A nightly replay and simulation-validation harness for connected-vehicle perception/planning regressions. The lab had a backlog of failures that nobody could reproduce by lunch. We made reproduction cheap.
28k
nightly tests
97 → 11m
reproduction
−88%
lead time
CI / CD
gating
01 · The scene
The reproducibility gap.
BELIV had the most interesting connected-vehicle data on campus and the worst reproducibility story I'd seen. A planner regression flagged at 11pm took a research assistant 97 minutes the next morning to reproduce. By the time they had it, the person who wrote the offending change was already in their next standup.
02 · The system
What we built.
A two-tier replay harness. Tier one captures every regression as a minimum reproducing bag: only the topics, frames, and V2X messages necessary for that scenario. Tier two re-runs the bag against the planner under test on a per-PR basis, gated in CI.
- Bag pruner uses dependency tracing of subscribed topics.
- Bag store backed by content-addressed storage; identical scenarios dedupe.
- Per-PR runner sharded across the lab's GPU box and a CARLA fallback.
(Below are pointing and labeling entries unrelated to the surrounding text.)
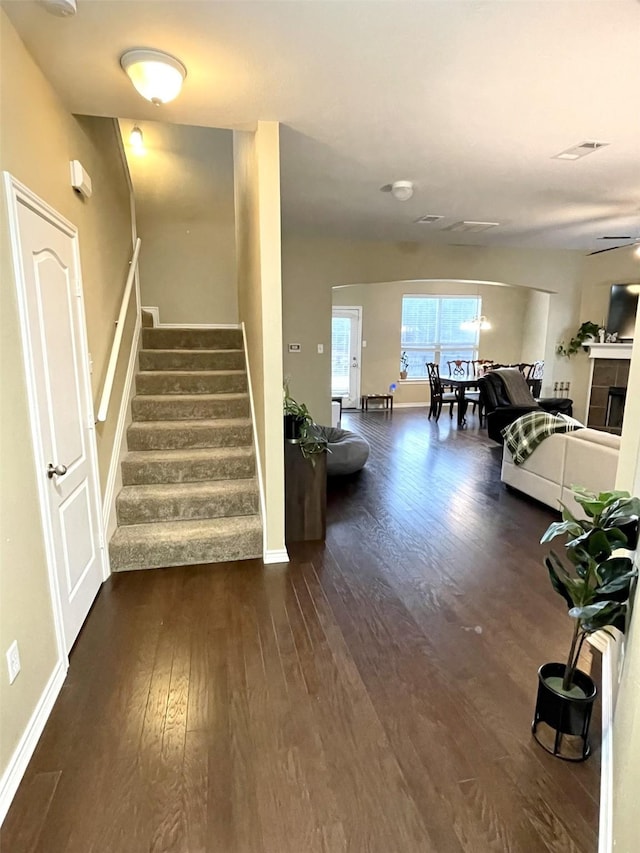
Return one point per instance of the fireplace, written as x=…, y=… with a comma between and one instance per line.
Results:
x=608, y=391
x=615, y=408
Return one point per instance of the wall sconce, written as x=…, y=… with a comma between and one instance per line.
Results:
x=157, y=76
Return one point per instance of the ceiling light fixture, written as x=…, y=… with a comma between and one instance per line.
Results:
x=157, y=76
x=402, y=190
x=136, y=138
x=477, y=323
x=580, y=150
x=61, y=8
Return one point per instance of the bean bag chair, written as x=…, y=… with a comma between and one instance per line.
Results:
x=348, y=451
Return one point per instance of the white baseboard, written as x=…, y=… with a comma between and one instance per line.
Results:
x=114, y=476
x=155, y=313
x=611, y=651
x=15, y=770
x=271, y=557
x=411, y=405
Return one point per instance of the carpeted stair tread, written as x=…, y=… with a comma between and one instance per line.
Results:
x=155, y=407
x=179, y=543
x=159, y=382
x=189, y=359
x=177, y=501
x=206, y=432
x=192, y=465
x=162, y=338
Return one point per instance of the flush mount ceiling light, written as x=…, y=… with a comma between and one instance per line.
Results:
x=580, y=150
x=400, y=190
x=157, y=76
x=61, y=8
x=135, y=137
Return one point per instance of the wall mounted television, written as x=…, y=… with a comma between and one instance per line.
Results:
x=623, y=305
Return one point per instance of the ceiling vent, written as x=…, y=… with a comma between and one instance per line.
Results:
x=581, y=150
x=470, y=225
x=428, y=219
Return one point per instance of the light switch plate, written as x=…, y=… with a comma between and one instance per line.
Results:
x=13, y=661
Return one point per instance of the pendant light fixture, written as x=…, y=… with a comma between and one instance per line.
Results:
x=157, y=76
x=477, y=323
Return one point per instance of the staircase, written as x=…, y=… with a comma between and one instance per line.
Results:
x=190, y=493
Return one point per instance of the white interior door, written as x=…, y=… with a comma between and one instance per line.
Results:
x=46, y=260
x=346, y=354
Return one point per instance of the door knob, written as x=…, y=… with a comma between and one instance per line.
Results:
x=60, y=470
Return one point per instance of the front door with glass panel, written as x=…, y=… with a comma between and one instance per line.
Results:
x=346, y=339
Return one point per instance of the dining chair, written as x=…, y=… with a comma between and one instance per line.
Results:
x=466, y=369
x=534, y=376
x=481, y=365
x=438, y=394
x=459, y=368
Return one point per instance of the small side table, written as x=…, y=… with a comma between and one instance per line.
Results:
x=387, y=399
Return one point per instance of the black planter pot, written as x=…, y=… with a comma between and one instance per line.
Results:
x=566, y=715
x=292, y=428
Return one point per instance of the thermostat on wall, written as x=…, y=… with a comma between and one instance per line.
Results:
x=80, y=180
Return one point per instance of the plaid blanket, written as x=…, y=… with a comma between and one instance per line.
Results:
x=527, y=432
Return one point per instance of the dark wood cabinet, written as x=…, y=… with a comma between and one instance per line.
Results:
x=305, y=487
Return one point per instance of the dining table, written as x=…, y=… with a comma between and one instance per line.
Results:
x=460, y=385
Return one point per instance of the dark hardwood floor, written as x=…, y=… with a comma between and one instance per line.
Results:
x=373, y=696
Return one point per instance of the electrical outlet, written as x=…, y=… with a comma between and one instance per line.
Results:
x=13, y=661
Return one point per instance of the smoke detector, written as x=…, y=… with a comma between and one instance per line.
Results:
x=61, y=8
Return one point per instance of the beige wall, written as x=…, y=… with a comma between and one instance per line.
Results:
x=188, y=269
x=257, y=199
x=183, y=182
x=626, y=740
x=311, y=267
x=506, y=308
x=38, y=137
x=535, y=325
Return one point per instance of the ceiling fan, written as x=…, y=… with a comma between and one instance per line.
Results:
x=634, y=241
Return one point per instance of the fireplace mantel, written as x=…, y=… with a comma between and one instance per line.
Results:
x=610, y=350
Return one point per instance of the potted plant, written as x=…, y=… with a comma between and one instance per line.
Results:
x=596, y=586
x=298, y=427
x=588, y=331
x=404, y=365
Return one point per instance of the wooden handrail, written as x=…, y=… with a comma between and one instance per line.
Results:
x=117, y=339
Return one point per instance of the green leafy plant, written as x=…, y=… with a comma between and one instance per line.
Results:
x=596, y=585
x=586, y=330
x=310, y=444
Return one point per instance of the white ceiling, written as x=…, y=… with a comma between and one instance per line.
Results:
x=470, y=100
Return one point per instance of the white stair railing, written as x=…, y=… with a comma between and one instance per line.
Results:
x=117, y=339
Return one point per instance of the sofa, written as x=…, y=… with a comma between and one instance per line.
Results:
x=500, y=410
x=585, y=457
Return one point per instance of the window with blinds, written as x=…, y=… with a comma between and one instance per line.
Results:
x=340, y=355
x=431, y=331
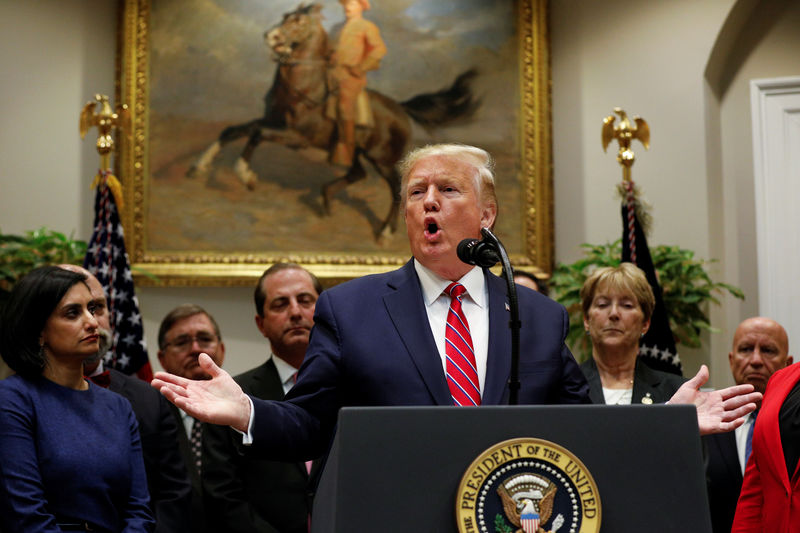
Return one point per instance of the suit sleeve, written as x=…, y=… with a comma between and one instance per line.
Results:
x=751, y=500
x=23, y=506
x=171, y=489
x=574, y=388
x=224, y=489
x=136, y=515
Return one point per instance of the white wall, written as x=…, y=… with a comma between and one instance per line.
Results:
x=647, y=57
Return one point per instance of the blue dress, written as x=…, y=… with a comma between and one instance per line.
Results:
x=69, y=456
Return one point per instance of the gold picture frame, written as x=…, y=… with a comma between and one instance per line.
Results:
x=532, y=221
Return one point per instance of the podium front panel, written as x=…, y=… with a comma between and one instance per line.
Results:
x=398, y=469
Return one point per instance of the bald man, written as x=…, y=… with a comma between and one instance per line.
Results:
x=760, y=348
x=167, y=478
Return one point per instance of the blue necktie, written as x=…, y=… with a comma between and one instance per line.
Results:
x=748, y=447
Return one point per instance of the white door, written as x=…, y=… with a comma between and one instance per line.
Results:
x=775, y=105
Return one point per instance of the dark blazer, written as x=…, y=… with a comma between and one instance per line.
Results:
x=167, y=479
x=647, y=383
x=372, y=345
x=723, y=479
x=196, y=519
x=770, y=497
x=252, y=495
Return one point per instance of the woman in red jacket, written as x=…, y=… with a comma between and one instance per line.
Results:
x=770, y=497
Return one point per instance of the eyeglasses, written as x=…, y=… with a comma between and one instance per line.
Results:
x=184, y=342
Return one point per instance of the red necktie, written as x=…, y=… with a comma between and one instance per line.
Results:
x=462, y=374
x=103, y=379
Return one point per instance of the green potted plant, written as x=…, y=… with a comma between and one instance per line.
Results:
x=21, y=253
x=685, y=282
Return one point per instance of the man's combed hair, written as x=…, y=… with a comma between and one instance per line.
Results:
x=33, y=299
x=477, y=157
x=179, y=313
x=260, y=297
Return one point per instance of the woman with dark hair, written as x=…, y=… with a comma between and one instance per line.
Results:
x=70, y=455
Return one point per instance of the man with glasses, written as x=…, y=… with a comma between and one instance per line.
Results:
x=185, y=333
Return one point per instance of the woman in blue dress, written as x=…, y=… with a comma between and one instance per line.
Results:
x=70, y=455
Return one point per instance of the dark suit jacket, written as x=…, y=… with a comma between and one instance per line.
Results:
x=196, y=519
x=167, y=479
x=372, y=346
x=770, y=497
x=247, y=494
x=723, y=479
x=647, y=383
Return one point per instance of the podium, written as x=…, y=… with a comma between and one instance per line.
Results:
x=398, y=469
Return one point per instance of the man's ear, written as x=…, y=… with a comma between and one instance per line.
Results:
x=488, y=215
x=260, y=324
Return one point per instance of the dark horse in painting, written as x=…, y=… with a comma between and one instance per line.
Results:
x=295, y=113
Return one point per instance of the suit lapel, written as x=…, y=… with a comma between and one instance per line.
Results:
x=772, y=434
x=498, y=361
x=406, y=308
x=266, y=383
x=589, y=369
x=727, y=446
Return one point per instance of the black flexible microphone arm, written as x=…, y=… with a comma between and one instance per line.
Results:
x=514, y=324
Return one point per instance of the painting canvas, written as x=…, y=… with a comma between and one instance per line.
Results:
x=208, y=70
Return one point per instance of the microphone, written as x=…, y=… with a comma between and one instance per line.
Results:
x=481, y=253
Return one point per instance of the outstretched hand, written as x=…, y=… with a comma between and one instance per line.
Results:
x=718, y=411
x=218, y=400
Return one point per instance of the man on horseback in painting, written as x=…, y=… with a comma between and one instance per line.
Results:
x=358, y=50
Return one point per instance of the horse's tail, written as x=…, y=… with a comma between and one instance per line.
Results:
x=446, y=106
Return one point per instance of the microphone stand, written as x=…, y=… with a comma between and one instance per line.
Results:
x=514, y=324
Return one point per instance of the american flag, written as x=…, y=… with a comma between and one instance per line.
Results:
x=657, y=347
x=107, y=259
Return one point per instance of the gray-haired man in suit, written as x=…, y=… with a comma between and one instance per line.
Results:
x=255, y=495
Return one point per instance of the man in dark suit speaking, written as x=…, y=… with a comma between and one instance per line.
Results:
x=434, y=332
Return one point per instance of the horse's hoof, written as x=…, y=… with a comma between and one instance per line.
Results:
x=326, y=201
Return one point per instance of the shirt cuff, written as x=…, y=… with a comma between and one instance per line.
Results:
x=247, y=438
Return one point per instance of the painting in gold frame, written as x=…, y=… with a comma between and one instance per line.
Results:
x=191, y=68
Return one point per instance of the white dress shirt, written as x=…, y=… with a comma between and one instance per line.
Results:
x=475, y=304
x=740, y=434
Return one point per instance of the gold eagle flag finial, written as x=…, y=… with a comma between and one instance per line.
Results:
x=625, y=132
x=106, y=120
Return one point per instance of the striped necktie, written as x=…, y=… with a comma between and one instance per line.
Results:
x=196, y=445
x=462, y=373
x=748, y=446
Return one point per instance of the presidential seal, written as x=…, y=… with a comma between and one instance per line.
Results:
x=527, y=486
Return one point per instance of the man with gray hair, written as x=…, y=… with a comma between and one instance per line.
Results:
x=760, y=348
x=434, y=332
x=185, y=333
x=250, y=494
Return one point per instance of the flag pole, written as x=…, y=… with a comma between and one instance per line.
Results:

- Foxglove layout auto-generated for each failed bag — you click the link in the PR comment and you're looking at the failure.
03 · The hard part
Pruning without lying.
The hardest bug we hit was a pruner that dropped a topic the planner did not subscribe to but the perception node did. The bag reproduced clean and the planner passed. We added a strict mode that records the full subscription graph and refuses to prune anything reachable from the unit under test. That single change moved reproducibility from “mostly works” to “trusted by the lab.”
Lesson
04 · The result
Lead time collapsed.
97 → 11 min
reproduction
Median time-to-reproduce
28,000
nightly tests
Gating PRs against the planner
−88%
lead time
Bug filed → fix merged
0
flakes accepted
Strict-mode contract on the pruner
05 · The artifact
What it produces.
- Per-PR comment with reproduction link, failure clip, and discordance trace.
- Nightly leaderboard of slowest scenarios — the lab's “hot bags.”
- Foxglove layouts authored once, regenerated on every failure.
06 · The reflection
What I'd add.
A coverage map across scenario taxonomy. Right now we know how fast the harness is and how much it catches; we do not yet know where the holes are in the scenario space. Building that map is the next semester's project.